ATHENS, Ga. - Newly discovered infectious diseases of free-living wild animals may pose an increasing and significant threat to human health and to global biodiversity, according to a just-published report.

While emerging human diseases such as Ebola have grabbed headlines in recent years, similar diseases in wildlife have been understudied, and few regulations concerning exotic disease threats to wild animals or systems for surveillance are in place to prevent their spread.

"With a new wave of globalization on an unprecedented level, we don't even know what the greatest threats are in terms of emerging infectious diseases of wildlife," said Dr. Peter Daszak of the University of Georgia's Institute of Ecology and department of botany. "The problem has largely been ignored by policy makers and the threat that these wildlife pose to human, directly or indirectly, should be taken far more seriously."

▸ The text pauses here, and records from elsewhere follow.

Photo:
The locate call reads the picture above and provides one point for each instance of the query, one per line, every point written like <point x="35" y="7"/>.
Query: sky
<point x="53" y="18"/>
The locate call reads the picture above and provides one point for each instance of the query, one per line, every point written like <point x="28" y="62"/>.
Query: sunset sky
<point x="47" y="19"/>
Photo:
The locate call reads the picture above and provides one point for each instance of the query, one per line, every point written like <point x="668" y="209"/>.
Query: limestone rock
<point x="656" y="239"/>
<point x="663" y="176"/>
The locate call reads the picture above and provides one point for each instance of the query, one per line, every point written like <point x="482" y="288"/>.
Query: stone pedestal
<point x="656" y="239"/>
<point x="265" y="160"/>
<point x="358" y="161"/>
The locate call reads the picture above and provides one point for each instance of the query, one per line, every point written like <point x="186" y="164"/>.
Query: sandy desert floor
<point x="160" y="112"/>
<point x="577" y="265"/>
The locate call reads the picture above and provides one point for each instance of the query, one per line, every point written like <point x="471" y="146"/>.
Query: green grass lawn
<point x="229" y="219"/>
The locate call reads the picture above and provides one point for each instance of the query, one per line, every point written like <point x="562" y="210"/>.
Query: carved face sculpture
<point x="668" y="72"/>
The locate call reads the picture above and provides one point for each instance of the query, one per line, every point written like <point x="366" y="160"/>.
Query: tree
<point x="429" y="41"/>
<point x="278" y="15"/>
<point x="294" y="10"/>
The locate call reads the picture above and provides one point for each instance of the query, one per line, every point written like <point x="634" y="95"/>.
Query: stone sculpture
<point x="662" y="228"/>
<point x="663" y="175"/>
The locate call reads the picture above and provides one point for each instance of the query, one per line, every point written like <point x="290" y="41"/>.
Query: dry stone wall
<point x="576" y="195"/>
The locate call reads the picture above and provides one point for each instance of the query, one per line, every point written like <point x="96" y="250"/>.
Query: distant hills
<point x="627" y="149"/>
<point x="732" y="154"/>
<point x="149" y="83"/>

A new report on the scope of the problem was published today in the journal Science. Co-authors of the paper are Dr. Andrew Cunningham of the Zoological Society of London and Dr. Alex Hyatt of the Australian Animal Health Laboratory.

Human history is filled with the catastrophic consequences of emerging infectious diseases. The introduction of smallpox, typhus and measles by the conquistadores in the 15th and 16th centuries resulted in a staggering 50 million deaths among native South Americans. Despite suspicious that disease may have caused similar effects on wildlife, systematic studies of emerging infectious diseases of wild animals and their effect on human populations have been few and far between.

That all changed with the discovery that wild animals can act as natural reservoirs for diseases that can be extremely virulent among humans. The influenza virus, for example, causes pandemics in humans following the periodic exchange of genes between the viruses of wild and domestic birds, pigs and humans.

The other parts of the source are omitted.